Even before the passage of the Affordable Care Act – otherwise known as healthcare reform – the concept of medical homes was the subject of prolonged debate as a theoretical model of care. But what, exactly, is a medical home?
What Is a Medical Home?
For the most part, a medical home is not a physical care location. Rather, it is a care practice model that encompasses a network of providers delivering patient-centered preventive and primary care. The goals of the medical home concept are to reduce costs while improving quality outcomes and efficiency in care delivery.
Officially referred to as Patient Centered Medical Homes (PCMHs), the nation’s Agency for Healthcare Research and Quality (AHRQ) defines medical homes as incorporating five principles.
- A patient-centered model of care that takes into account the entire person, the full range of their care needs, and the preferences of the patient and his/her family.
- An interdisciplinary approach, which incorporates all clinicians and care providers across the full spectrum of the patient’s medical and behavioral health care needs.
- Care that is coordinated and integrated across the entire health care continuum.
- Continuous access to care, with enhanced hours of service and timely appointments, facilitated by alternative methods of communication such as email.
- A systems-based approach to quality and safety which includes the practice of evidence-based medicine and measurement of patient experience, and that the medical home organization participates in population health and management.
Growth of Medical Homes
While the concept of medical homes has been around since the 1960s, it has most recently seen a surge in growth and support through provisions in the Affordable Care Act, which establishes demonstration projects to expand the practice, along with state legislatures promoting the use of the model for Medicaid beneficiaries.
- Specifically, healthcare reform established the Federally Qualified Health Center (FQHC) Advanced Primary Care Demonstration under the Centers for Medicare and Medicaid Services’ (CMS) Innovations Center.
- The purpose of the demonstration is to illustrate how the medical home model can improve the quality of patient care, promote better health, and lower Medicare costs.
- The three-year demonstration includes 469 participants and manages the Medicare Part A and B care for 195,000 patients.
Requirements to Be a Medical Home
To be recognized as an FQHC, an organization must, among other things, serve an underserved area or population, provide comprehensive services, and receive grants under Section 330 of the Public Health Service Act.
Those participating in the demonstration are required to help patients manage chronic conditions and be actively engaged in care coordination practices that are recognized by the National Committee for Quality Assurance.

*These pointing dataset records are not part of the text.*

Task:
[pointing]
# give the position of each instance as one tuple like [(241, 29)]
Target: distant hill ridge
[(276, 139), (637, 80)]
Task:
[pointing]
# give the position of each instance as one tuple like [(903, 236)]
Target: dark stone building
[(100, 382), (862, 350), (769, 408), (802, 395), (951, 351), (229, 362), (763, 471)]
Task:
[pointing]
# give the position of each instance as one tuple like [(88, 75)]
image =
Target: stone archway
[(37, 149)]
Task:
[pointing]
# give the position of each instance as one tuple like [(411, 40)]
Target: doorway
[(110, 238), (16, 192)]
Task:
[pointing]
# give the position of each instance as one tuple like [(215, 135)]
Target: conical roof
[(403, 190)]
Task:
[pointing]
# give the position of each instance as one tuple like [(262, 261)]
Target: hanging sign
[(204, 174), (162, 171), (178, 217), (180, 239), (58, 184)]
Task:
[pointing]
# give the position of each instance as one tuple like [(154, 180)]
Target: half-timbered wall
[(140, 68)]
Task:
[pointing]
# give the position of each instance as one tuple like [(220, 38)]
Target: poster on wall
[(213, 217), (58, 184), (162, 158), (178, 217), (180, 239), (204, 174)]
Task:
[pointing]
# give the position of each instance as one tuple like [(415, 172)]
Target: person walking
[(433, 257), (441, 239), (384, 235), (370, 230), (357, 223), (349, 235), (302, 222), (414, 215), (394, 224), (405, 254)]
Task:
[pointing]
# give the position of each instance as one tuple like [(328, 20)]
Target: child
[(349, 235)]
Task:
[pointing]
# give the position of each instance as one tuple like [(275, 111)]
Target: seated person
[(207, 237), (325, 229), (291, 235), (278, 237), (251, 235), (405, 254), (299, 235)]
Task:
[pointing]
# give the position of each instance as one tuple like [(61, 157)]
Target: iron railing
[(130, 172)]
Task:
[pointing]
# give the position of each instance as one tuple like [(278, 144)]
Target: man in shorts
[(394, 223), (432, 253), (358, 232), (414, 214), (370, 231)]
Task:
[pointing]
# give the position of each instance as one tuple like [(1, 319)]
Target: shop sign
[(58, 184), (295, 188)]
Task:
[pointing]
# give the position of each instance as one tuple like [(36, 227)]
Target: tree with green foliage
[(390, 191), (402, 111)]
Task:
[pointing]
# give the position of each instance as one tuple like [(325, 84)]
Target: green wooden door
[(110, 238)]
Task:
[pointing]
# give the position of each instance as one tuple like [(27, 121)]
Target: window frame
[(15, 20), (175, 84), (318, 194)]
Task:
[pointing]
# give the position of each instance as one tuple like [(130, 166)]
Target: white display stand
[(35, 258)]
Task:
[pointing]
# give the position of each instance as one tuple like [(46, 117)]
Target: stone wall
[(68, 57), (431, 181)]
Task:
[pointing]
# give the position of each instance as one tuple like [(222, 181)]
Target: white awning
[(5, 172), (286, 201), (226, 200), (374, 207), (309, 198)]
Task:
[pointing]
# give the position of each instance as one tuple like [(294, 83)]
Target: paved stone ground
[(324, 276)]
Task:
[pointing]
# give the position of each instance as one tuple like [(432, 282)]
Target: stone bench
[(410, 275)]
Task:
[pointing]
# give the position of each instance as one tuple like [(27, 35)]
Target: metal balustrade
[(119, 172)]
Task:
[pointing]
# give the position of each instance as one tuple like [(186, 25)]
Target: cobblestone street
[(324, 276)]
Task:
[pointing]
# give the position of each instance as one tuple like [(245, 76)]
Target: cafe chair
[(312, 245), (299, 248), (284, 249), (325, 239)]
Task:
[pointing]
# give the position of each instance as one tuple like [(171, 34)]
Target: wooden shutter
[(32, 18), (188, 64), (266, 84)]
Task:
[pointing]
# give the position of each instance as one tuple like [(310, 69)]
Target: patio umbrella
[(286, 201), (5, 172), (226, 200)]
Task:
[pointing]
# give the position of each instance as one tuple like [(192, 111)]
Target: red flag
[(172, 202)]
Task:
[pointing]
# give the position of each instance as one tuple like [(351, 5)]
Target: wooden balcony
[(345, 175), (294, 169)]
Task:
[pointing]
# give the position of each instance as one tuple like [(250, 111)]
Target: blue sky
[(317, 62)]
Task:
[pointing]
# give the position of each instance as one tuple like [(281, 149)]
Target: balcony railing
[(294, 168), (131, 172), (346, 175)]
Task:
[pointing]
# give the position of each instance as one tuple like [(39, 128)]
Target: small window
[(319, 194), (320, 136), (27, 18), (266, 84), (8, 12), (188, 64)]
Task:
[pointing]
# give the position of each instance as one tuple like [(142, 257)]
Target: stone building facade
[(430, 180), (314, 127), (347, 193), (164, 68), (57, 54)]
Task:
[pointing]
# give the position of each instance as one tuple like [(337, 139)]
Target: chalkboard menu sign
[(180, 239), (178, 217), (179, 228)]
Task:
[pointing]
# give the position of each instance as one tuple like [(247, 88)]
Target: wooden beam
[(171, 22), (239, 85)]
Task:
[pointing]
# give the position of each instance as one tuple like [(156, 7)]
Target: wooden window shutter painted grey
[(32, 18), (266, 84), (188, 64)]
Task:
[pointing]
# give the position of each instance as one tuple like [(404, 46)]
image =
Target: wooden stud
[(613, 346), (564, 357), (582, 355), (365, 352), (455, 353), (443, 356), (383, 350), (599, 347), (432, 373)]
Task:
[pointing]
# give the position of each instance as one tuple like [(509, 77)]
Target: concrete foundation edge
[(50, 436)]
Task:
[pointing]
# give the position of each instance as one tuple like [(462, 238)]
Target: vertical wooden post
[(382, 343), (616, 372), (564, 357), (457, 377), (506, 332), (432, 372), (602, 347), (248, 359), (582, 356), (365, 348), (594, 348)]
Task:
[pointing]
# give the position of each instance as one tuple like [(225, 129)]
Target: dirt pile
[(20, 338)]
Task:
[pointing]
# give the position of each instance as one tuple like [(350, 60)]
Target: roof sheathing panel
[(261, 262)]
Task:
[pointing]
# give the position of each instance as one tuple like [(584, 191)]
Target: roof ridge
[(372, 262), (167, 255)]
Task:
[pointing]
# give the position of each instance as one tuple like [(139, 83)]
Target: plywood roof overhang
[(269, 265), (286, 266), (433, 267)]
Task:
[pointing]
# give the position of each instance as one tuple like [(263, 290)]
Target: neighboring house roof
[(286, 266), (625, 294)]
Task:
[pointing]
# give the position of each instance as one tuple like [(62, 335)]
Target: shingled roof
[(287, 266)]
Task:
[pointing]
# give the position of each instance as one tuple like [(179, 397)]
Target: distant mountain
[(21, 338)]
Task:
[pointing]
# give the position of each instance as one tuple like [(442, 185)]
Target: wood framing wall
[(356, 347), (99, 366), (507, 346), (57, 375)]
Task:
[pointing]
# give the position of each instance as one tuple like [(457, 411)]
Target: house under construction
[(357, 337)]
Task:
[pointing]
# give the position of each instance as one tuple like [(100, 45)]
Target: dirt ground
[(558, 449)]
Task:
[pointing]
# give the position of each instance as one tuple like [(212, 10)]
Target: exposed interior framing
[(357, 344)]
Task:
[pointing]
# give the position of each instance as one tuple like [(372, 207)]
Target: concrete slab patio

If they are able to meet these conditions, the FQHC is paid a nominal monthly care management fee for each eligible Medicare beneficiary receiving primary care services.
Who Is On Board?
In addition to the FHQC demonstration, the vast majority of states (43) have established policies that promote the medical home model for some Medicaid beneficiaries. While activities vary state to state, efforts have included the establishment of pilot projects, reformed Medicaid payment structures, investments in and encouragement of the adoption of electronic health records and information technologies.
While Accountable Care Organizations (ACOs) are not specifically medical homes, there are many shared goals between the two initiatives in providing integrated patient care across the full healthcare continuum, such as improving clinical outcomes, reducing preventable hospitalizations, improving the patient experience and driving down costs.